= Linder hypothesis =

The Linder hypothesis is an economics conjecture about international trade patterns: The more similar the demand structures of countries, the more they will trade with one another. Further, international trade will still occur between two countries having identical preferences and factor endowments (relying on specialization to create a comparative advantage in the production of differentiated goods between the two nations).
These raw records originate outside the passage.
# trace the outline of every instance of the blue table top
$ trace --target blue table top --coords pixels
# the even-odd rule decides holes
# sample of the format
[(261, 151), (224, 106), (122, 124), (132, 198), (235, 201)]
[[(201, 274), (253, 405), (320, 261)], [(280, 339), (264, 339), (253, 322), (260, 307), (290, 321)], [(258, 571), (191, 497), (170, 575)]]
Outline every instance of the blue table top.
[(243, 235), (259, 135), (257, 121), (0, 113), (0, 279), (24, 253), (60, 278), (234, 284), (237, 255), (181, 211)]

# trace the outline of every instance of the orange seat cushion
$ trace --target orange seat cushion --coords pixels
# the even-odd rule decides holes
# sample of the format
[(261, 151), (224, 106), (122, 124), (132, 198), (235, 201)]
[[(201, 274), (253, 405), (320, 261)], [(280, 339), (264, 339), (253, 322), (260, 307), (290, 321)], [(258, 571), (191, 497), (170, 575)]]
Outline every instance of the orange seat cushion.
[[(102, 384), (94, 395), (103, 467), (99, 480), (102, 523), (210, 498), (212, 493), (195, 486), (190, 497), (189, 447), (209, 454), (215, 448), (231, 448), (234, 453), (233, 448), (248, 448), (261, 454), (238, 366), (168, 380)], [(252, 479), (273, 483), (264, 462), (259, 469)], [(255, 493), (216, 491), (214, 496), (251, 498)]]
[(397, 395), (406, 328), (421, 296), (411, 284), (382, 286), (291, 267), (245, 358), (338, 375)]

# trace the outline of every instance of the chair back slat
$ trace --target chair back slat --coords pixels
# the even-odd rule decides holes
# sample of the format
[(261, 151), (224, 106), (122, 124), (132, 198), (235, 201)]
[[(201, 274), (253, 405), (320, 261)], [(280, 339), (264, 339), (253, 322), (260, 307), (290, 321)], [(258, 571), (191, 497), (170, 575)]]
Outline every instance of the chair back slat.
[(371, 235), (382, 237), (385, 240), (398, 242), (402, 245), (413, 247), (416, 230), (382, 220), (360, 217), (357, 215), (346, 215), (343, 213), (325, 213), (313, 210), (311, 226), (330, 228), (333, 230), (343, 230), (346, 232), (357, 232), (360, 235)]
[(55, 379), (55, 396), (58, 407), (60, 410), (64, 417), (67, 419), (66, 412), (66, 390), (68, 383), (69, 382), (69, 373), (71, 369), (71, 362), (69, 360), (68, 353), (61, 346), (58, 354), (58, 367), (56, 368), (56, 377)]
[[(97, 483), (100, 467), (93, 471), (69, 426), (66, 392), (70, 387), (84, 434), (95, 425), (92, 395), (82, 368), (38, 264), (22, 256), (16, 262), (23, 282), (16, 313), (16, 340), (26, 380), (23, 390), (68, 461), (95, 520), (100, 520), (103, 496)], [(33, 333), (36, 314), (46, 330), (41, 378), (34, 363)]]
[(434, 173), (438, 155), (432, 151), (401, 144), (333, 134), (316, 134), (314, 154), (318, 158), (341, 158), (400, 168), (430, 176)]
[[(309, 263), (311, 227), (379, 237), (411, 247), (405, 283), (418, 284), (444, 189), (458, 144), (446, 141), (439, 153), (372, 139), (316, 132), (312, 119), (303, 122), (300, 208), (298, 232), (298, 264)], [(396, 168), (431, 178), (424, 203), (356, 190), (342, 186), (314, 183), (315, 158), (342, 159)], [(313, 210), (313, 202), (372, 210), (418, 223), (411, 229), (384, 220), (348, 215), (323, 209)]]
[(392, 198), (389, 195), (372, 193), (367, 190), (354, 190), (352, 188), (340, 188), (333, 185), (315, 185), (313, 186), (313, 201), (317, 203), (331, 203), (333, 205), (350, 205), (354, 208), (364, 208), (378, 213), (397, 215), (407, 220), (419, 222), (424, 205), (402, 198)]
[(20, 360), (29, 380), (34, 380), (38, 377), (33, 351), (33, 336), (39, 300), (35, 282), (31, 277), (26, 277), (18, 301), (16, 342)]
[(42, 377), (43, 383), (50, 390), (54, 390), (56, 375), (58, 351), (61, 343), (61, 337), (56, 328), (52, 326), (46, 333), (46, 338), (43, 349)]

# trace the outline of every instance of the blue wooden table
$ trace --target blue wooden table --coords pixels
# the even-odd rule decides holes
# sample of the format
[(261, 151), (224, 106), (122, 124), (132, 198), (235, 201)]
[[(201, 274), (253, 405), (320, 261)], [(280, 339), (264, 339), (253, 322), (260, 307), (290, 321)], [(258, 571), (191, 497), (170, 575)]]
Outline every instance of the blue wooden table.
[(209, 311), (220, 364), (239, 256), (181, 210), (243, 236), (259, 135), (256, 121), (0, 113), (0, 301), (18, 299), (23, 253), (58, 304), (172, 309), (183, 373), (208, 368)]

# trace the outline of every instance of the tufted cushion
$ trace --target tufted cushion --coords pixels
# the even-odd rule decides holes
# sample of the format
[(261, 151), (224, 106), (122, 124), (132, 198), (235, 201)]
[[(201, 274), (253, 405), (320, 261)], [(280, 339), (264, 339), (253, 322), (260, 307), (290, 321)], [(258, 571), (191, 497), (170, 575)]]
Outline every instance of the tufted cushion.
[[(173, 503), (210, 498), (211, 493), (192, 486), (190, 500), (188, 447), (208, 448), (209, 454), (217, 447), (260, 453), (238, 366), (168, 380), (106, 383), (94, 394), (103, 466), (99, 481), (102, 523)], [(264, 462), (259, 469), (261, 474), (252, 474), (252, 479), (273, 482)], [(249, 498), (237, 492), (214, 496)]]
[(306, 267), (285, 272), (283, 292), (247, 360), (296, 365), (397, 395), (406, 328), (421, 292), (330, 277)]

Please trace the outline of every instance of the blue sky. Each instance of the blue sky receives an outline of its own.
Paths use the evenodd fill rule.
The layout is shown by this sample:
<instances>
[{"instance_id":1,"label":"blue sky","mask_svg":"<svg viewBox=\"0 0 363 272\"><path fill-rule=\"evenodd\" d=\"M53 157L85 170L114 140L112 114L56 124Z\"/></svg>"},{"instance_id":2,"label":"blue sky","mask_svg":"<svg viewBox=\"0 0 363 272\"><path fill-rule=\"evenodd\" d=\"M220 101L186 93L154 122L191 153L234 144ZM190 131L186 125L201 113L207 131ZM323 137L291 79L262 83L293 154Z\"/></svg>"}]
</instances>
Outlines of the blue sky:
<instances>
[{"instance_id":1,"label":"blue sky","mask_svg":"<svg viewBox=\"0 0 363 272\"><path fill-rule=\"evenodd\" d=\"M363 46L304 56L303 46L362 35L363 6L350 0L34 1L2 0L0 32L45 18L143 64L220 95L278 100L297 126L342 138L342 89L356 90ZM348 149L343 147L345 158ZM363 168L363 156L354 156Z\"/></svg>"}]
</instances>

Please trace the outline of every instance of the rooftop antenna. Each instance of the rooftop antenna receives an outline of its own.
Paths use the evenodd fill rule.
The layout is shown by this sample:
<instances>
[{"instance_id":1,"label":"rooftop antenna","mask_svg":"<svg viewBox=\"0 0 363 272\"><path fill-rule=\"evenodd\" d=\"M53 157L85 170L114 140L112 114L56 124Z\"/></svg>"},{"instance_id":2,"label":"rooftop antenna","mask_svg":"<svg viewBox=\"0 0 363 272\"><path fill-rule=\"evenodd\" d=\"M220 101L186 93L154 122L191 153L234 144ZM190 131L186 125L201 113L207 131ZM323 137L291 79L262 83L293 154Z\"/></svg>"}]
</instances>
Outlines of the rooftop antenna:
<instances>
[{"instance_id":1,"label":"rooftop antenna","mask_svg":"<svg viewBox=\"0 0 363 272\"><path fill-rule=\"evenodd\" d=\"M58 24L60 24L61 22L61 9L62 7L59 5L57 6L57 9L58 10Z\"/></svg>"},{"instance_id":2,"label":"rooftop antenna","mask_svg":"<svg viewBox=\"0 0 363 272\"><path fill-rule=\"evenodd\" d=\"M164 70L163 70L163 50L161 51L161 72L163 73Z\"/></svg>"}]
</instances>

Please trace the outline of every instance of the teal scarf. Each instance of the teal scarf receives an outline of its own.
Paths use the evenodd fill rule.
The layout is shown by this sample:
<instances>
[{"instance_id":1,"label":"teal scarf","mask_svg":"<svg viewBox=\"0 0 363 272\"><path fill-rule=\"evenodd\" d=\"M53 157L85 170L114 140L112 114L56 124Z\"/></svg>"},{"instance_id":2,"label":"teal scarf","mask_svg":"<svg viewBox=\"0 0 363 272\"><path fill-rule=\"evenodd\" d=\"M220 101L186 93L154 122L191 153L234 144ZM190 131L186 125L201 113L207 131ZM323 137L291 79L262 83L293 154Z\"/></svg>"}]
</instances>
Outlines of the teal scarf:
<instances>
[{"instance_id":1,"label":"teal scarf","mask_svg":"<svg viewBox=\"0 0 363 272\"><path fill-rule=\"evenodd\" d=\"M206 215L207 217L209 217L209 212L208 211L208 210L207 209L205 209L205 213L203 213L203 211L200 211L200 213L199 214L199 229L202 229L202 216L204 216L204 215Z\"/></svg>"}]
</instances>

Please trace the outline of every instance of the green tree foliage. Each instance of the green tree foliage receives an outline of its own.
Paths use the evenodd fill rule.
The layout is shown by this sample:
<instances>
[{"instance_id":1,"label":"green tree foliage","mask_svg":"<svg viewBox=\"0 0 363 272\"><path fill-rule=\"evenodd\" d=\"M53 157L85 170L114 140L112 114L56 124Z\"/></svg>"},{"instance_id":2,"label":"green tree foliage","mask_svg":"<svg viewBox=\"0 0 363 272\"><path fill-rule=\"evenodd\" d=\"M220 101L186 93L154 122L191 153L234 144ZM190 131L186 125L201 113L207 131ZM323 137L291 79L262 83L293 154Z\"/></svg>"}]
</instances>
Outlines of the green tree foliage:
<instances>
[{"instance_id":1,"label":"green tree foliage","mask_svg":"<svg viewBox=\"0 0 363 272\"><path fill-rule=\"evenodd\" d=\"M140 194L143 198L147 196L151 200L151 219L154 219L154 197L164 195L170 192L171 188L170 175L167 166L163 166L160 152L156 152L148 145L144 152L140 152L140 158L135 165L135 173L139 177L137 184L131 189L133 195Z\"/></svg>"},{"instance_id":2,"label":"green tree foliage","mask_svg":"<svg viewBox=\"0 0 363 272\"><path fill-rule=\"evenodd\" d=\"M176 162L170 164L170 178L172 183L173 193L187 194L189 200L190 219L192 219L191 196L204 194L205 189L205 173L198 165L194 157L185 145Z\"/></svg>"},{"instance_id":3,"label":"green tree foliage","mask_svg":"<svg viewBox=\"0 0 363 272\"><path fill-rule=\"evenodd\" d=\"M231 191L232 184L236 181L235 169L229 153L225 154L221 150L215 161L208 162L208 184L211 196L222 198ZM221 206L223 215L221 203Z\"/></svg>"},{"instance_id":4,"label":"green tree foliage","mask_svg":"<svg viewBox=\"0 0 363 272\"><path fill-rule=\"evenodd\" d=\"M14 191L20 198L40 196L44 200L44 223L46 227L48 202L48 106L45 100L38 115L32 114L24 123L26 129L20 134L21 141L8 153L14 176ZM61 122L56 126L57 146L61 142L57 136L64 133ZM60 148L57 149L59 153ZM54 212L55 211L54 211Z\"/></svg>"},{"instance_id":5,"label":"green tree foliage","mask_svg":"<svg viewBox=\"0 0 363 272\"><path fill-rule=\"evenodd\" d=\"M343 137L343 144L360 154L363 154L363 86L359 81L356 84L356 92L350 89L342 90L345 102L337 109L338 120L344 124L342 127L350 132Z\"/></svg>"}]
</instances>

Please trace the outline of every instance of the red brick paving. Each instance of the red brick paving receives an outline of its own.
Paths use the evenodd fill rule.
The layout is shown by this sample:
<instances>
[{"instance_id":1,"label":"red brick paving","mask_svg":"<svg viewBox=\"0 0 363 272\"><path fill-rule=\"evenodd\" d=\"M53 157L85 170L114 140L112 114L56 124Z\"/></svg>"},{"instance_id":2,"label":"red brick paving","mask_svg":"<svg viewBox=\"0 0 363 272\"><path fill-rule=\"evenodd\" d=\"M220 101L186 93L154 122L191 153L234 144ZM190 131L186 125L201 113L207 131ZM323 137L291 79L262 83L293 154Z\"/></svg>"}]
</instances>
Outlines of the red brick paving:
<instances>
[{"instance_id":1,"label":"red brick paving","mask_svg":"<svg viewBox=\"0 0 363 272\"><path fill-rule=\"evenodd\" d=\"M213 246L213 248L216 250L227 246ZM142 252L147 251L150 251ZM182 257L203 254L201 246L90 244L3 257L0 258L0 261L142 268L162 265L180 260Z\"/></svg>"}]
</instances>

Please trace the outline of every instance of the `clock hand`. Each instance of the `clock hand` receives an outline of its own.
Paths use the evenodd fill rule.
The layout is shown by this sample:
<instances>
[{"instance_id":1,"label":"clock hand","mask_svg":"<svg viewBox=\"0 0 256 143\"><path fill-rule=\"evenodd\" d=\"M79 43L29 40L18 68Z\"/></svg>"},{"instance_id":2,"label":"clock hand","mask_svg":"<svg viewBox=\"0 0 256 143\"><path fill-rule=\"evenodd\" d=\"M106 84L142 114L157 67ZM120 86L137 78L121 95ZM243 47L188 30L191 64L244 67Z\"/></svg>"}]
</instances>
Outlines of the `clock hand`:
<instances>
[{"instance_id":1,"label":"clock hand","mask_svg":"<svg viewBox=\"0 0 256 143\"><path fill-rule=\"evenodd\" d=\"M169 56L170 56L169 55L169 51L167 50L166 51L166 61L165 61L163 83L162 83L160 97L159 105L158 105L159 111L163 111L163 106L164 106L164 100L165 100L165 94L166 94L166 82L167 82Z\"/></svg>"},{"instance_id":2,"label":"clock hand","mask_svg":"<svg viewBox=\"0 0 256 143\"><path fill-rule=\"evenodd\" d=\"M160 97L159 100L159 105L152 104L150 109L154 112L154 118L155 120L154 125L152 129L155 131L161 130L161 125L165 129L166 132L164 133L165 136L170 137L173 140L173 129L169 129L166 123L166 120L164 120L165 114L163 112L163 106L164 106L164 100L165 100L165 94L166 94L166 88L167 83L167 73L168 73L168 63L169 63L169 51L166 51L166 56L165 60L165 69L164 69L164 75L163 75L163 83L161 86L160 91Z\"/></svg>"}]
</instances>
== Development of the theory ==

The hypothesis was proposed by economist Staffan Burenstam Linder in 1961 as a possible resolution to the Leontief paradox, which questioned the empirical validity of the Heckscher–Ohlin theory (H–O). H–O predicts that patterns of international trade will be determined by the relative factor-endowments of different nations. Those with relatively high levels of capital in relation to labor would be expected to produce capital-intensive goods while those with an abundance of labor relative to (immobile) capital would be expected to produce labor-intensive goods. H-O and other theories of factor-endowment based trade had dominated the field of international economics until Leontief performed a study empirically rejecting H-O. In fact, Leontief found that the United States (then the most capital abundant nation) exported primarily labor-intensive goods. Linder proposed an alternative theory of trade that was consistent with Leontief's findings. The Linder hypothesis presents a demand based theory of trade in contrast to the usual supply based theories involving factor endowments. Linder hypothesized that nations with similar demands would develop similar industries. These nations would then trade with each other in similar, but differentiated goods.

== Empirical tests ==

Examinations of the Linder hypothesis have observed a "Linder effect" consistent with the hypothesis. Econometric tests of the hypothesis usually proxy the demand structure in a country from its per capita income: It is convenient to assume that the closer are the income levels per consumer the closer are the consumer preferences. (That is, the proportionate demand for each good becomes more similar, for example following Engel's law on food and non-food spending.) Econometric test of the hypothesis has been difficult because countries with similar levels of per capita income are generally located close to each other geographically, and distance is a very important factor in explaining the intensity of trade between two countries. Generally, a Linder effect has been found to be more significant for trade in manufactures than for non-manufactures, and within manufactures the effect is more significant for trade in capital goods than in consumer goods and more significant for differentiated products than for standardized products.